Jumat, 26 November 2010 -


Kejernihan Salafus Sholeh di Mata Santri Era Globalisasi

(Mading Putri) : Bagaimana sebenarnya metode pendidikan di pesantren salaf?

(Gus Wafi) : Bismillahirrohmanirrohim, yang pertama kita sebagai santri salaf haruslah bersungguh-sungguh dan berbenah diri, karena perjuangan awal salaf adalah seorang santri harus mempunyai اعــتــقـــاد على الحق (meyakini bahwa dia adalah benar). Sekarang umat islam bermacam-macam dikarenakan tidak mempunyai jati diri, dia sendiri tidak tahu siapa dia. Oleh karena itu, dia tidak mempunyai keyakinan bahwa dia itu benar, maka dengan mudah dia akan termasuki oleh ideologi-ideology bebas. Contohnya sekarang seseorang sudah tidak lagi bangga dengan ciri pakaian umat muslim dan dalam masalah akal seseorang sudah tidak lagi percaya dengan adanya Tuha n, karena itulah kesalafan harus kita banggakan. Dahulu salaf adalah khusus Tafaqquh Fiddin, dalam Al Quran dikatakan :"من يردالله فيه خيرا يفقّهه في الدين" Namun sekarang di Indonesia yang tadinya salaf sudah mulai bergeser dengan munculnya perguruan-perguruan, tetapi tetap menggunakan kata SALAF, kata salafnya tidak dibuang, hanya saja kurikulumnya sudah mulai berkembang.
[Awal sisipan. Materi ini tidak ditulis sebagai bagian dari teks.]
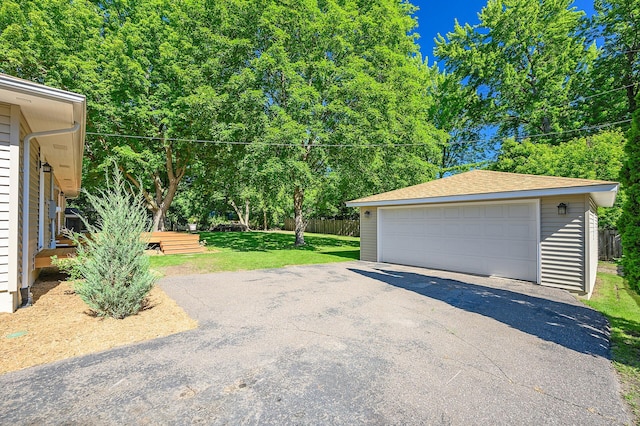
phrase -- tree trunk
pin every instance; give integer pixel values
(158, 220)
(298, 199)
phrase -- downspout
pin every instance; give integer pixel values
(26, 175)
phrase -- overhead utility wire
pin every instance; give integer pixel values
(495, 139)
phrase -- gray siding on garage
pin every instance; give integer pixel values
(562, 242)
(369, 234)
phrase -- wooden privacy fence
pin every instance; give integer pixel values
(350, 228)
(609, 246)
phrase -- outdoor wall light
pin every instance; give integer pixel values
(562, 209)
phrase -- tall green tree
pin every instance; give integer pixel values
(50, 42)
(629, 223)
(330, 74)
(523, 60)
(452, 108)
(161, 75)
(599, 156)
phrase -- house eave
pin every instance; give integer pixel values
(604, 196)
(46, 109)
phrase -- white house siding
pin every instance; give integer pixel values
(562, 242)
(369, 234)
(9, 201)
(592, 246)
(47, 202)
(34, 200)
(5, 194)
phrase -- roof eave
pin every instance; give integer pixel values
(604, 195)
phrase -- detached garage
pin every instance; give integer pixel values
(534, 228)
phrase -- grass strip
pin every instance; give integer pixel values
(621, 305)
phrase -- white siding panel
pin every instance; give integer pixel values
(562, 243)
(5, 192)
(369, 234)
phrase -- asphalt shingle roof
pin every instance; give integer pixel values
(478, 182)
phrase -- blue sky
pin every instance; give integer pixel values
(437, 16)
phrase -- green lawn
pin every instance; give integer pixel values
(235, 251)
(621, 306)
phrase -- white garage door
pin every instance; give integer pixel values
(487, 239)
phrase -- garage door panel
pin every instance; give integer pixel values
(476, 212)
(451, 212)
(494, 211)
(489, 239)
(525, 231)
(519, 211)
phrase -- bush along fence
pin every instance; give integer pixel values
(349, 228)
(609, 246)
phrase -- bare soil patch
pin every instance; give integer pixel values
(59, 325)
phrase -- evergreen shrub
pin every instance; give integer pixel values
(111, 268)
(629, 223)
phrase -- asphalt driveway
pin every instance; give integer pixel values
(346, 343)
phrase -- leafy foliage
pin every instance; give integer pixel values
(523, 60)
(629, 223)
(594, 157)
(330, 74)
(112, 268)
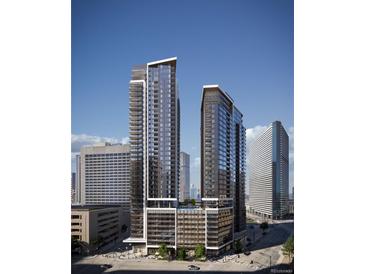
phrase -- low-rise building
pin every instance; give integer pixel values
(190, 227)
(98, 225)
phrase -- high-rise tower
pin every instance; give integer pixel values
(154, 129)
(184, 185)
(269, 173)
(222, 168)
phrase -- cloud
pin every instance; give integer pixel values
(79, 140)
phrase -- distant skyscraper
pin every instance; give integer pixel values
(105, 174)
(154, 130)
(184, 187)
(193, 192)
(78, 186)
(269, 173)
(222, 168)
(73, 187)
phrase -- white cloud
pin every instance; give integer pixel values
(79, 140)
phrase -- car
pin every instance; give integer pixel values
(105, 266)
(193, 267)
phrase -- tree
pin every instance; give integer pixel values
(75, 243)
(199, 251)
(162, 250)
(181, 254)
(288, 247)
(238, 246)
(264, 226)
(124, 228)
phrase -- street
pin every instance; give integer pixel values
(265, 251)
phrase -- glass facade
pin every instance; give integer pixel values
(222, 167)
(163, 129)
(154, 129)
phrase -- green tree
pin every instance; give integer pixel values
(238, 246)
(162, 250)
(199, 251)
(181, 254)
(264, 226)
(124, 228)
(74, 243)
(288, 247)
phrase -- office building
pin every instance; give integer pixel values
(154, 132)
(101, 224)
(78, 189)
(269, 173)
(193, 192)
(190, 227)
(222, 169)
(184, 185)
(73, 187)
(105, 174)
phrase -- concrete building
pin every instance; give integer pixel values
(73, 187)
(190, 227)
(105, 174)
(222, 169)
(290, 206)
(269, 173)
(154, 133)
(184, 184)
(91, 223)
(193, 192)
(78, 189)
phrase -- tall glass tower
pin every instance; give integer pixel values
(154, 129)
(269, 173)
(222, 168)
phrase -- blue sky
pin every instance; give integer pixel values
(244, 46)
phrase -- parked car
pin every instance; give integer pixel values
(106, 266)
(246, 252)
(193, 267)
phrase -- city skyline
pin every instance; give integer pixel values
(257, 70)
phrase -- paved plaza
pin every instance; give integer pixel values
(265, 251)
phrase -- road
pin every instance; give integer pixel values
(266, 246)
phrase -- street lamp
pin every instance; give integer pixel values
(267, 256)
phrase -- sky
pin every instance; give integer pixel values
(245, 46)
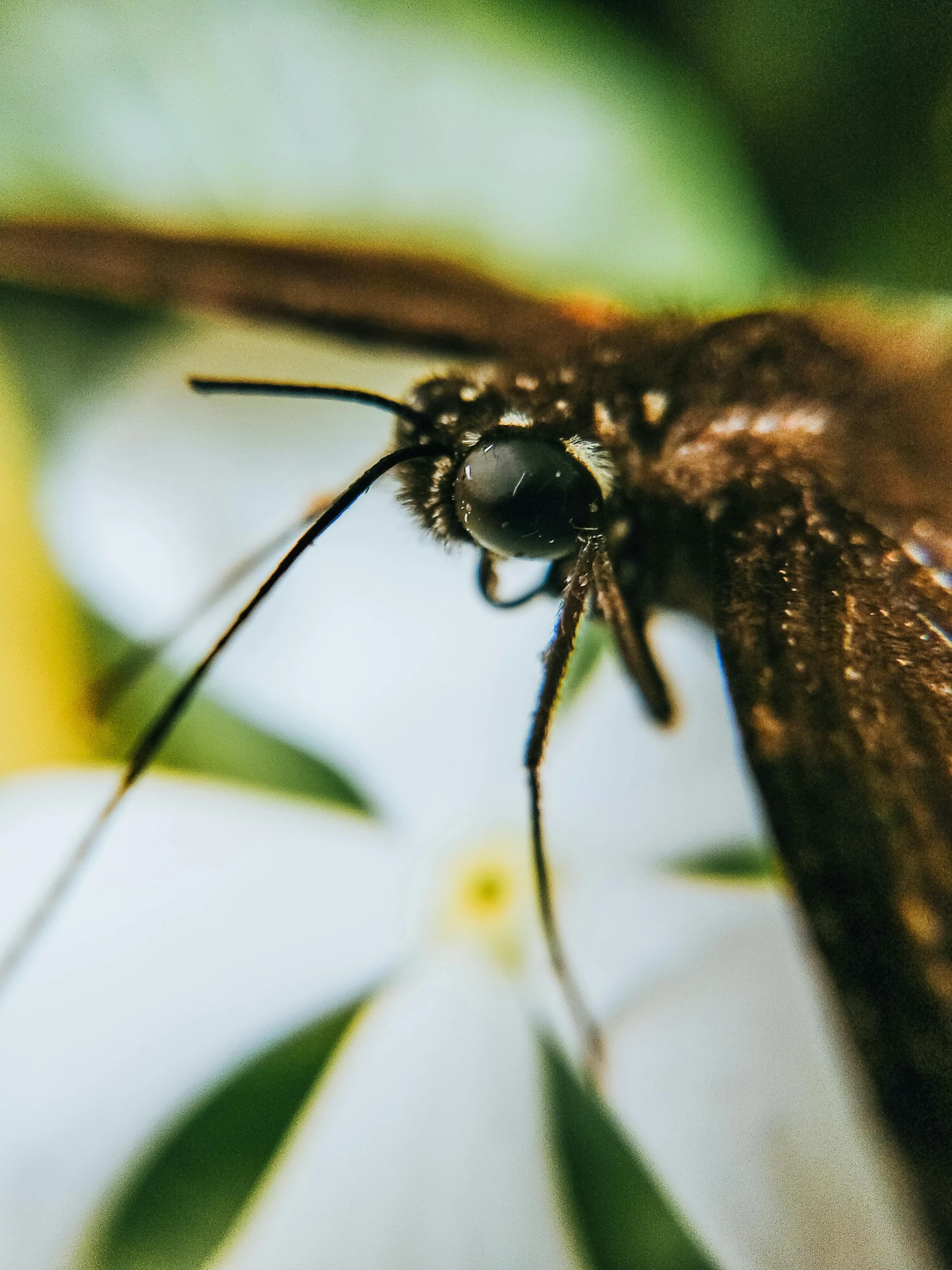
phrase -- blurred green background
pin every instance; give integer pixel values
(710, 154)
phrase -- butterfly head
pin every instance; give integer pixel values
(524, 475)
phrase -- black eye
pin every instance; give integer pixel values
(526, 497)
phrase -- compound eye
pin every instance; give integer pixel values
(526, 497)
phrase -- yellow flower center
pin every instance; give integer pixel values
(488, 900)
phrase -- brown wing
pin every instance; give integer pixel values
(839, 661)
(416, 303)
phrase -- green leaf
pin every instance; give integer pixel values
(66, 347)
(532, 140)
(731, 861)
(624, 1218)
(210, 739)
(593, 642)
(186, 1194)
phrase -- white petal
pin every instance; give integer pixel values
(209, 922)
(423, 1149)
(377, 649)
(731, 1077)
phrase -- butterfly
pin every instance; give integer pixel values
(786, 475)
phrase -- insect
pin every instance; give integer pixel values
(785, 474)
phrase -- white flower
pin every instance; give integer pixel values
(214, 920)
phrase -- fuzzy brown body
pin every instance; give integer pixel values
(757, 467)
(789, 477)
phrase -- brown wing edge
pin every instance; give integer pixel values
(836, 652)
(377, 296)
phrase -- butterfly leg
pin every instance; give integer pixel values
(627, 622)
(556, 662)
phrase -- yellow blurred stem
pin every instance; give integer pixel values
(41, 657)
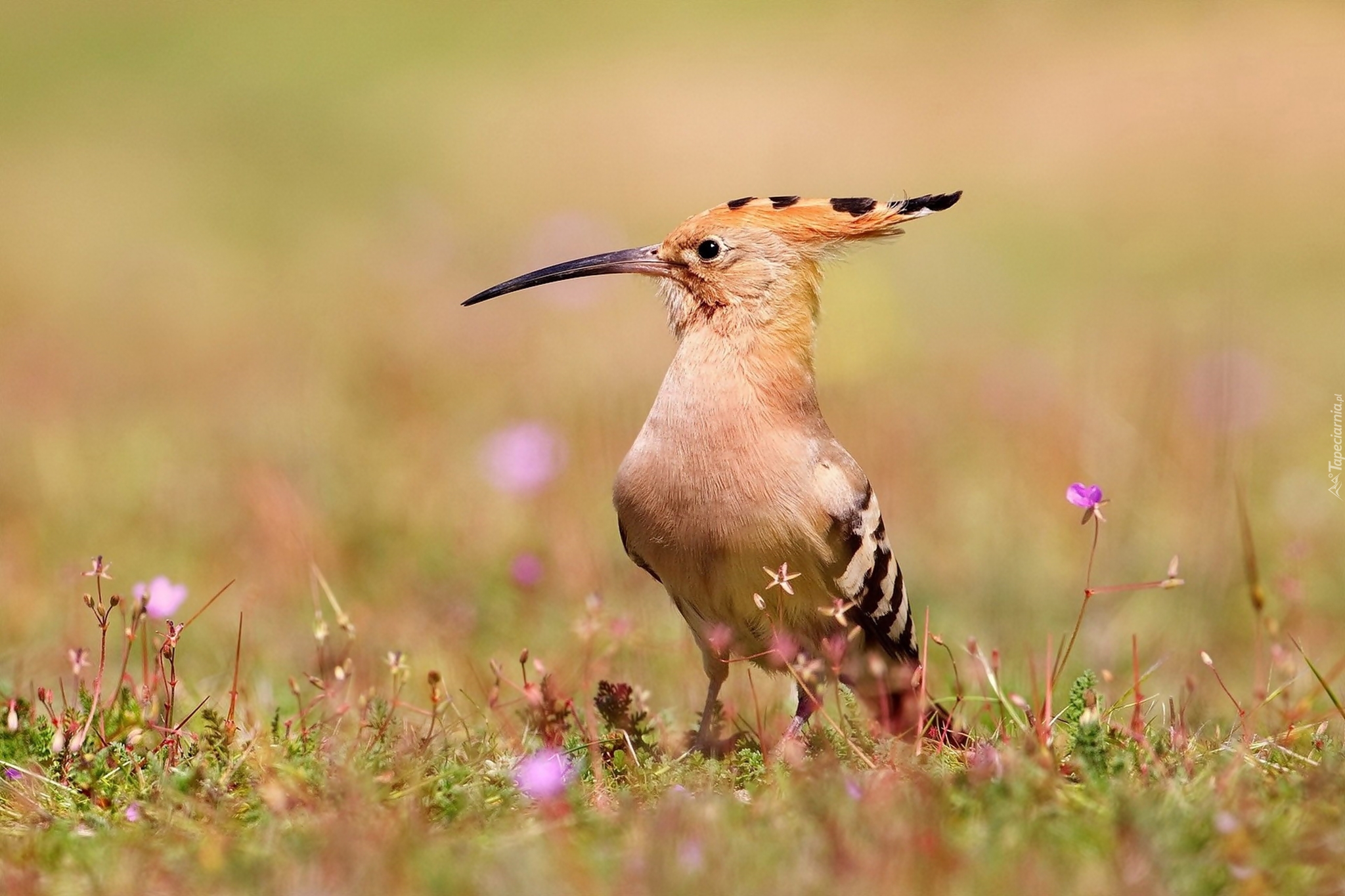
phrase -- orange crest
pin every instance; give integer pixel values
(822, 222)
Seharusnya kata salaf secara bahasa adalah kuno, Qodim, atau Nisbi tetapi sekarang salaf sudah menjadi istilah-istilah, karena sesuai dengan sabda Nabi yang dikatakan salaf adalah kurun Shohabat, kurun Tabi'in dan Tabi'uttabi'in,خيرالقرون قرني ثم الذين يلونهم

Tiga kurun ini merupakan paling baik-baiknya masa. Setelah tiga kurun tersebut tidak lagi dinamakan salaf akan tetapi kholaf. Dan walaupun sekarang kita tidak lagi hidup pada masa salaf tetapi kita ikut Manhajnya (caranya/jalannya) ulama salaf berarti intisabnya di salaf.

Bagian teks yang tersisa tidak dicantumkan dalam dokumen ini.